Será que os presos têm jeito?

Fábio, um ser humano, um semelhante nosso, nascido em um bairro pobre lá do Rio de Janeiro, cresceu vendo cenas de violência, tráfico de drogas e afins. Só o que ele não via era a ação do Estado. E foi assim que, ao invés de aulas de Geografia ou História, Fábio só teve lições de tiro e luta armada. Saúde e Justiça? Só aquelas fornecidas pelos traficantes. A infância dele bem mereceria uma paródia de Castro Alves: “Estado, ó Estado, onde estás que não respondes, em que mundo, em que estrela tu te escondes”?

Aos 17 anos de idade, lá estava o Fábio participando de guerras pelo controle do tráfico de drogas em sua região, buscando uma “posição de respeito e sonho”. Quando a situação ficou complicada, fugiu para o Espírito Santo. Com ele vieram o vício e os efeitos da falta do Estado: instrução deficiente e exemplos ruins. O resultado: Fábio acabou preso.

Na prisão Fábio passou a viver, como ele próprio definiu, “cercado por criminosos de todos os tipos, assassinos cruéis, traficantes, estelionatários, assaltantes de banco, etc., ou seja, uma verdadeira escola do crime e como um bom aluno que sempre fui me empenhei em absorver todo conhecimento em minha volta, aprendi a dar golpes, transformar pasta-base em cocaína e criar métodos e estratégias de assalto”. O cotidiano da cadeia? Valho-me de suas palavras: “rebeliões, mortes, greves de fome, espancamento e tédio era tudo que tínhamos e parecia ser o que sempre teríamos”.

E as perspectivas de futuro? As palavras dele: “com razão a Sociedade não mais me aceitaria, me discriminaria porque no momento em que fui preso a Justiça me carimbou mais um número que mostraria para todos quem eu era, mais um presidiário que a população tinha medo que fosse solto”.

E eis que um dia a liberdade chegou. O que fazer com ela? Fábio planejava “cometer um grande assalto e parar, traficar alguns quilos de cocaína e construir sua vida ou aplicar alguns golpes”. Afinal, era tudo o que ele tinha aprendido na vida – ora pela omissão do Estado, ora com a própria ajuda deste lá no presídio. Fábio não saiu da prisão para vida nova alguma – tudo o que o esperava era sua “vida velha”, com os mesmos problemas e influências ruins.

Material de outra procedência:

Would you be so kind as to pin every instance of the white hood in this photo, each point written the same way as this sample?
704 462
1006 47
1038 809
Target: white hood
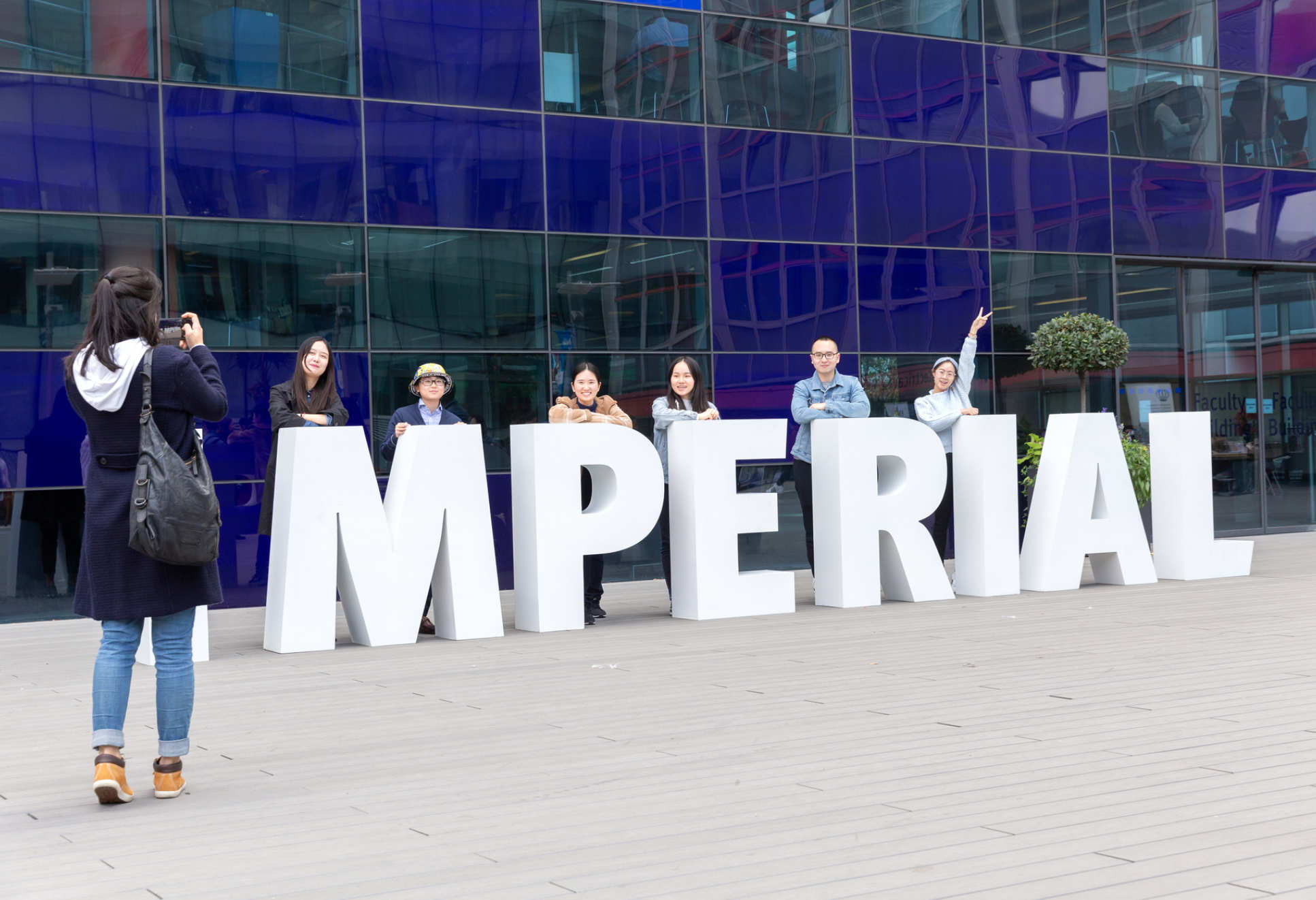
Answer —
101 389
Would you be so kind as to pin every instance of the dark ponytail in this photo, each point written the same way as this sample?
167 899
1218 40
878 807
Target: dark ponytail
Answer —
124 306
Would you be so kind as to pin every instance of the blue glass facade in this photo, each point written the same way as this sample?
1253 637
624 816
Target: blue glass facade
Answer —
512 186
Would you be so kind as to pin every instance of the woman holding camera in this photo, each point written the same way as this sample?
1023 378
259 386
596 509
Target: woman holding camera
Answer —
310 399
116 585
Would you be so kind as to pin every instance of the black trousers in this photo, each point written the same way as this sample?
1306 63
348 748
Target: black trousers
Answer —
593 562
665 540
941 519
804 491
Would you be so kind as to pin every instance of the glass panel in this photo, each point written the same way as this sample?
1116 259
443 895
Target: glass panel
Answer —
1166 210
1265 121
1268 36
80 145
39 549
780 187
472 54
1031 289
1289 396
1221 362
107 37
768 76
621 293
915 89
780 296
49 266
625 178
1051 202
278 44
1045 100
921 300
1049 24
39 432
1168 114
1269 215
937 18
817 12
919 194
1164 31
269 286
1152 381
456 290
262 156
491 390
610 59
453 167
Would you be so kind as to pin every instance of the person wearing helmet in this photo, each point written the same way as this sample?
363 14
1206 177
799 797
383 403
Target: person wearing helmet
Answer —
431 383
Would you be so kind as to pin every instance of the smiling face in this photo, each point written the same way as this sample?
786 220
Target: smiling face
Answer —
586 387
432 390
824 355
682 381
315 362
942 376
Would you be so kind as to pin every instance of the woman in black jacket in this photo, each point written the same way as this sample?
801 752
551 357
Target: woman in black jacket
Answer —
308 399
116 585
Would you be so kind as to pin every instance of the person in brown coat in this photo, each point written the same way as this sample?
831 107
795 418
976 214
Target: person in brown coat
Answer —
589 407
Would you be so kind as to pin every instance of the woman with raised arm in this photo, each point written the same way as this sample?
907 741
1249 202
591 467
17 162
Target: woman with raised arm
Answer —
587 407
941 408
310 399
118 585
686 400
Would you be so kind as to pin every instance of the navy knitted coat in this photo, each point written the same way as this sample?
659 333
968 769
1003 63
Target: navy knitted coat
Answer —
114 581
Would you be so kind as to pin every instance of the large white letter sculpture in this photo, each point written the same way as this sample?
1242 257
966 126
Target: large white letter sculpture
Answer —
550 534
707 516
331 530
1182 511
874 479
986 506
1083 504
200 640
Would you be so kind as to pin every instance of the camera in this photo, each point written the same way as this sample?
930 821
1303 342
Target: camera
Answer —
171 331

E eis que apareceu um anjo na vida do Fábio: sua esposa. Seguiu-a sua família. E foi assim que, cercado de carinho, viu-se o Fábio recebendo alguns trocados para carregar lenha em uma padaria. Pouco depois, já era ajudante de padeiro. Passado algum tempo, um canto alugado, um fogão de 6 bocas usado e um balcão emprestado se transformaram na Padaria do Fábio. O capital inicial? R$ 23 – foi quanto custou o material necessário para começar o negócio. As dificuldades foram muitas, mas quando Fábio fraquejava “lá estava a esposa com um sorriso maravilhoso incentivando a prosseguir”. Hoje, Fábio é microempresário, tendo uma padaria totalmente equipada, na qual vende em média 1,5 mil pães por dia. Para isso, ele só precisou de duas coisas: incentivo e oportunidade.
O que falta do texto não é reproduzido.